Looking to step back from the market and get some inspiration, on Monday I reread The Tao Jones Averages by Bennett Goodspeed. Subtitled A Guide to Whole-Brained Investing, it was published in 1983, the year I entered the investment business.
Twenty years prior, DLJ had issued the first in-depth research report on a company, which kicked off an era of “analexia” that Goodspeed bemoaned and which still is in force. He argued instead for an approach reflective of the Tao (conveniently pronounced “Dow”) that offered a wider net for gathering information and a broader perspective for making investment decisions.Amazingly enough, shortly thereafter a novel by David Payne was published with the title Confessions of a Taoist on Wall Street.
It’s always interesting to go back many years later and see whether a book is still relevant. Since this one deals with the timeless characteristics of human nature rather than specific investment ideas, it’s probably not surprising that it holds up quite well. Many of the tenets of what we now call behavioral finance are presented in a whimsical but effective fashion.
The passages about herding are all the more interesting with the benefit of hindsight, given that the subsequent quarter of a century provided such stunning proof that market players spend much more time trying to “keep up with the Joneses” than they do studying the fluidity of economic structures and the temporariness of things — if they did more of the latter, they might see the need for a little risk management.
As the book makes evident, seeing clearly is highly valuable in investing, but it is much is much easier “to adapt the world to our belief systems, rather than try to understand it as it is.” While the old saying is that “I’ll believe it when I see it,” in actuality “I’ll see it when I believe it” is how we operate most of the time. (It was eerie to once again read that observation in the book after listening to all of the Wall Street titans say that no one saw the financial crisis coming.) In general, we don’t embrace or evaluate new information well at all.
While it’s tempting to view the book as gauzy Eastern philosophy with no practical application, its central message is that a good investment process is one of balance, and that the lopsided approach practiced by most organizations and individuals is doomed to fail. Based upon his experience and interviews with notable investors, Goodspeed included concrete suggestions on how to make better decisions. (One of the founders of Inferential Focus, which gathers and interprets intelligence for its investment and corporate clients, Goodspeed died the year the book was published.Inferential Focus | The firm’s site has some interesting examples of its work. Disclosure: At different times in the past, I have been a client of and a consultant to IF.) As I argued in my own recent piece on “structured myopia,”the research puzzle | The “seeing” theme keeps appearing. it is critically important to know where your blind spots are and to try to eliminate them before they do you damage.

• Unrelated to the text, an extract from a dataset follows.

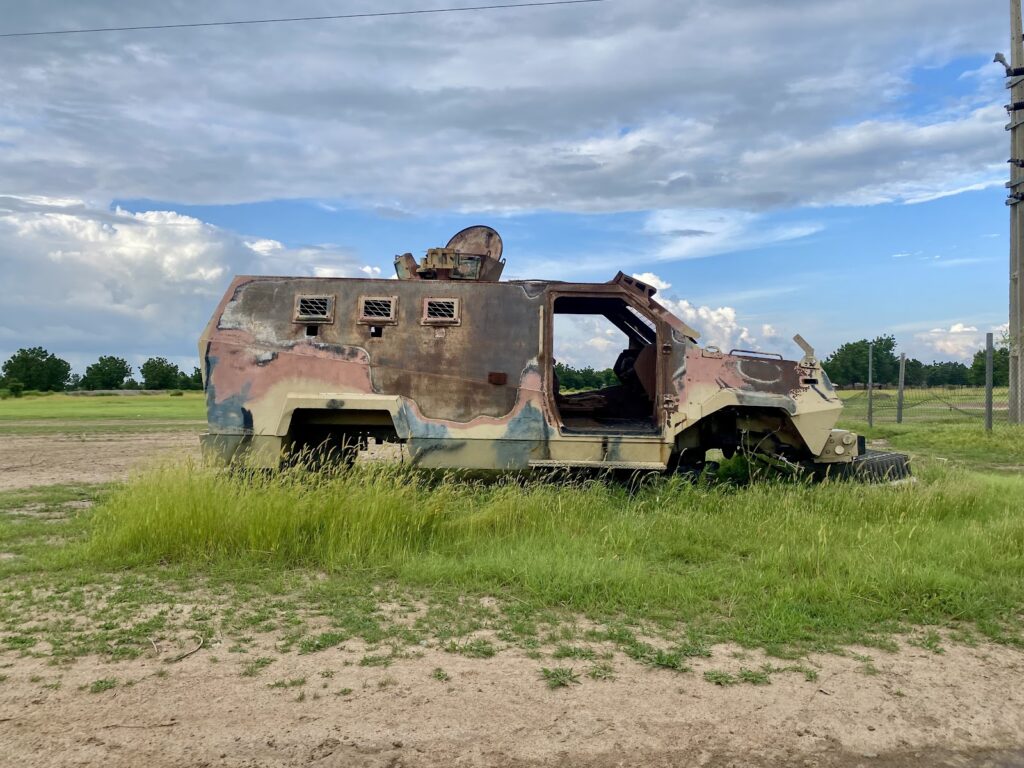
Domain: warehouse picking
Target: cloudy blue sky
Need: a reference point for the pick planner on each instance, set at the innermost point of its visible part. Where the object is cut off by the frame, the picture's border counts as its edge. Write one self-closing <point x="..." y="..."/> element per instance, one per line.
<point x="828" y="167"/>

A number of “real world” investment situations were included in the book and are instructive today despite being of the now-forgotten past. Especially of interest are the stories of investors who looked at information differently than the crowd to garner huge gains. I also found a couple of things prophetic: Jim Rogers was quoted as saying that oil prices were unsustainable and destined to go to “ten dollars or so.” Heresy at the time, it came true two years later. The Inferential Focus analysis of the U.S. auto industry’s structural weaknesses (including the looming health-care burden) was an inconvenient truth that was ignored repeatedly in the ensuing years by those in hot pursuit of rallies in the stocks, but it was right on the mark.
For those that are suckers for apt quotations, Goodspeed included a raft of them. A couple of my favorites:
“Nothing is more suicidal than a rational investment policy in an irrational world.” – John Maynard Keynes
“Stupidity well packaged can sound like wisdom.” – Burton Malkiel
Our challenge as investors is to recognize the messages that we are being given by others, the belief systems that we rest our actions upon, and not just the type of environment that we are in now but how it is changing. This book (unfortunately long out of print) is a fun read whose lessons are aimed at correcting our urge to “understand running water by catching it in a bucket.”
Our methods and our minds are resistant to change. If nothing else, reading a book like this forces you to consider the possibility that you aren’t seeing the complete picture. Sound familiar?